Saturday 8 April 2006

Pullman, Parasitism and Pederasty

Of course Philip Pullman hates the Narnia novels: that is what he is for. The 'His Dark Materials' trilogy was written because certain parents could not stand their children's love of Narnia. The Christianity in Narnia is subtle (some people manage to miss it entirely, like most readers of Tolkien), whereas the anti-Christianity, and especially the anti-Catholicism, in Pullman's work is painfully and tediously obvious and obsessive. Like, say, Dan Brown, Pullman is wholly parasitic in relation to Christianity, and presupposes a very high degree of familiarity with it, far beyond what often exists in fact.

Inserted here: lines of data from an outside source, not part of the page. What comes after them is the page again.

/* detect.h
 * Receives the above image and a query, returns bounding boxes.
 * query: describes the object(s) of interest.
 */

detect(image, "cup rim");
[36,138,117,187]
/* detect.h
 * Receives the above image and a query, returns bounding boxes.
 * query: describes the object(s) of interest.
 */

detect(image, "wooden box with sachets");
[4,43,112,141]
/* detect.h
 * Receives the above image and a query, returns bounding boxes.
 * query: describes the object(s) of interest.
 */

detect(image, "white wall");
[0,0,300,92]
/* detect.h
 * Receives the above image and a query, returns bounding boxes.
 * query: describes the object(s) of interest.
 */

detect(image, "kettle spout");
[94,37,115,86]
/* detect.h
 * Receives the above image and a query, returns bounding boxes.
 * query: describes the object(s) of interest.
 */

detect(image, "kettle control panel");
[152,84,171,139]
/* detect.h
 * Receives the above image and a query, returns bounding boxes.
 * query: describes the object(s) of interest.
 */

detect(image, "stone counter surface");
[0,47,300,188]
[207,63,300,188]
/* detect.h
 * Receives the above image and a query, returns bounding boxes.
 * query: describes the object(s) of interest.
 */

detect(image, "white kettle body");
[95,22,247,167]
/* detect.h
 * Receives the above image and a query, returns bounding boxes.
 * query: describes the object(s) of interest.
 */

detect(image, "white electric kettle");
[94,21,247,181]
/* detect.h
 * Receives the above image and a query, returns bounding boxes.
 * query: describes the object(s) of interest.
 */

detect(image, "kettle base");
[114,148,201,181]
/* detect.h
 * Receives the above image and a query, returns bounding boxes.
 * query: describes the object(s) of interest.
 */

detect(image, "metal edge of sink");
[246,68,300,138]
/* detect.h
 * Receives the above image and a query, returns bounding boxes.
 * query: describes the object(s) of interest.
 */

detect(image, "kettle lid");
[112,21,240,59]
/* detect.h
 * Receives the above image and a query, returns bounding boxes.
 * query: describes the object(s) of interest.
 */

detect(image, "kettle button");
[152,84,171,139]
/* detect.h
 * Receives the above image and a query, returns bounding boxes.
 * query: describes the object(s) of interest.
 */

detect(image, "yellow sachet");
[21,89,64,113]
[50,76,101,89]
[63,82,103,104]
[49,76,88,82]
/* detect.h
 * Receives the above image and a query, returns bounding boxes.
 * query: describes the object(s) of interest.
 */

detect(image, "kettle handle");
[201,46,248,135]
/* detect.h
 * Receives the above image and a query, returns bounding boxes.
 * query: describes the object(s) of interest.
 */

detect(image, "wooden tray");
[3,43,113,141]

Pullman's trilogy concludes with sexual intercourse between two children of about 12. Is it back to this that future generations are to look nostalgically when recalling the formative books of childhood? Indeed, are Pullman's pubescent readers today to emulate this behaviour? Since asking this question in an letter to 'The Observer' some months ago, I have repeatedly been told (as if I did not already know it), "Will and Lyra touch each other's 'daemons' as a mark of love." Well, is that what they are calling it these days?
Pullman's 'daemons' physicalise processes that are primarily emotional. This extends to many other interactions in Pullman's world (persuasion, seduction, lying, betrayal, befriending), and it is very clever and effective, in that it allows extended expression of the psychological and emotional by means of physical vocabulary. However, precisely because this makes it far easier for younger readers who may not have the capacity or inclination to follow more sophisticated and difficult expressions of persons' 'inner lives', what of those younger readers (or, soon, viewers) who have no 'daemons' with which to physicalise the primarly emotional process of being in love? What are they supposed to do in response to this literature?
We know the answer to that one, since Pullman himself has repeatedly denounced the absence of sexual content in the Narnia novels: sexualisation is even higher on his agenda than is secularisation, of which his obsession with Christianity is in any case a standing contradiction.
So, who will join the campaign to demand that the impending film adaptation be given an 18 certificate (in the United States, the trilogy itself is only marketed to adults)? After all, 'The Passion of the Christ' was given one. Or have I missed something?